Riddle
Basic Information
This page is a stub. Please expand on it if you have good ideas for how to use riddles, codes, and puzzles in gaming.
Sources
Bibliography
1. Rumkins Cipher Tools - awesome website devoted to solving codes, and the tools to solve or create them. Lots of good resources for GM's.
2. The Black Chamber - MOAR cipher tools, delivered with a darker and cool sounding name…
3. Hanging Hyena - Word solvers and pen & paper cipher tools. Good if you're stuck trying to figure out a puzzle and can get your mobile phone out…
4. Wordsies - Another word game solving tool related site…
5. Omniglot - Writing Systems and Real World Runes - Great if you're trying to come up with a plausible looking alphabet for non-humans. For example, stuff like this the Theban alphabet or the angelic alphabet (both are real artifacts of our history).
6. Luthorian - Another large collection of tools and alphabets. Including The Dagger Alphabet. Perfect for a guild of thieves….
7. RPG: Amber Diceless Roleplaying by Erick Wujcik - the author talks about how he hates riddles, and so if he thinks there's going to be riddles in a campaign, he makes his character an expert riddler. That way he can justify solving them only in-character, not out-of-character. I've always thought that was brilliant, even if it is rather metagamey.
Game and Story Use
- Riddles are fun, and a classic part of the genre. Remember Bilbo and Gollum? Remember all those old D&D modules with the weird riddle-and-trap-laden dungeons?
- Some players just hate riddles (and/or puzzles, or brain-teasers, or at least ones that don't have immediate practical applications and real-world solutions). If you have such a player in your game, you may need to consider either not including riddles in your campaign, or allowing that person to just make an intelligence check to solve the riddle in-character without doing the work out-of-character. Don't set yourself up for frustration by building an elaborate puzzle that the players aren't willing to (or capable of) solving. It won't make anyone happy.
- Can get very meta if the player best at solving riddles happens to be playing a fighter with the IQ of tofu. Likewise when the superhumanly intelligent wizard is baffled by a simple number puzzle that logically he should be able to solve in his head. This sort of thing flies immediately counter to all attempts at role-playing and separating player and character knowledge and personality.
- Also quite annoying for the GM when the riddles are based in the lore of the campaign setting and the murderhobo players couldn't be bothered to read the lore or have their characters take any skills that would allow them to dice for it.
- Of course there are limits, by all means expect your players to show reasonable respect for the effort you put into the setting, but don't expect them to become experts on it, nor to read your 4000 page Silmarillion knock off (especially if have a reputation for ERP) in order to play the game. Allow a decent level of default knowledge on the part of characters as well - even if your players are clowns who know little to none of the history, myth and legend of their own culture, their characters are less likely to be.

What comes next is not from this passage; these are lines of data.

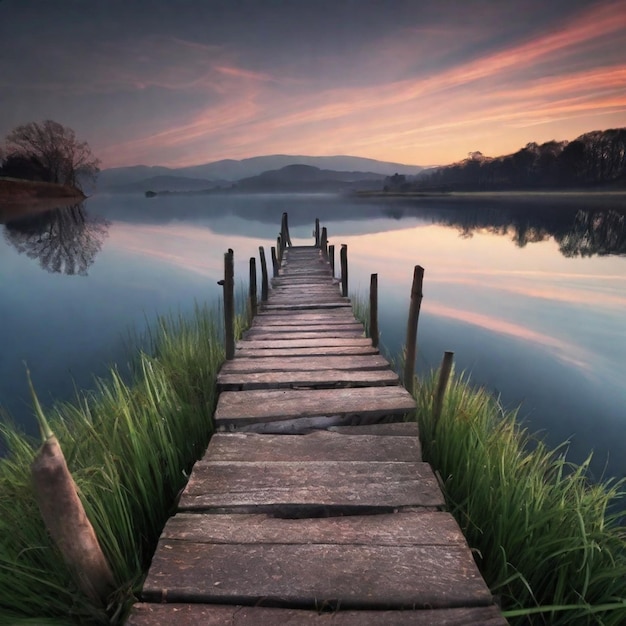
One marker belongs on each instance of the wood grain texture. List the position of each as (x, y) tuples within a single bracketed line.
[(334, 484), (223, 615), (316, 379), (242, 365), (316, 446), (275, 405), (310, 576), (427, 528)]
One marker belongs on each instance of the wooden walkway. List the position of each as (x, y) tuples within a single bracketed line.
[(312, 505)]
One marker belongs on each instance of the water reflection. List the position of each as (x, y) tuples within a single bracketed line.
[(578, 232), (64, 240)]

- Stuck trying to get your players to solve a riddle or puzzle? Give them a hint… but be sparing.. for example, one or two letters at a time. Small changes in the puzzle can weaken it enough to make it obvious. Something I noticed from solving cryptograms is that the first couple of letters in a hundred letter messages take about half my time…and most of the puzzle crumbles within a minute of figuring out seven or eight of the letters involves.
- But never underestimate the power of your players to miss the bloody obvious. Or your own ability to forget that the fact something is glaringly apparent to you, doesn't mean that it's so to the players. Especially if they are from a different culture group to you (and recall that as little as decade can be a culture group shift in the modern world).
- A random consideration: remember that (historically at least) anything to do with clocks will be anachronistic before the start of the C14, and even then rare until much later with the idea of "clockwise" taking a few hundred more years to develop. Before that, your best hope of something similar is a sundial around which the sun drives the shadow of the gnomon in a direction which clocks would later be built to emulate. This direction was known as "sunwise" (or deoisel) in Celtic cultres, opposed to widdershins or tuathal. Sunwise was considered to be "properly aligned" and propitious, whereas to go against it was very much not so. Also - and the etymological roots of this are still visible in many languages - before the compass was widespread, the easiest cardinal axis to fix was East-West, given that sunrise is always to the East and sunset to the West. From there it is only a short leap to identify the South with midday (or the North in in the Southern Hemisphere) and then the final cardinal point with midnight.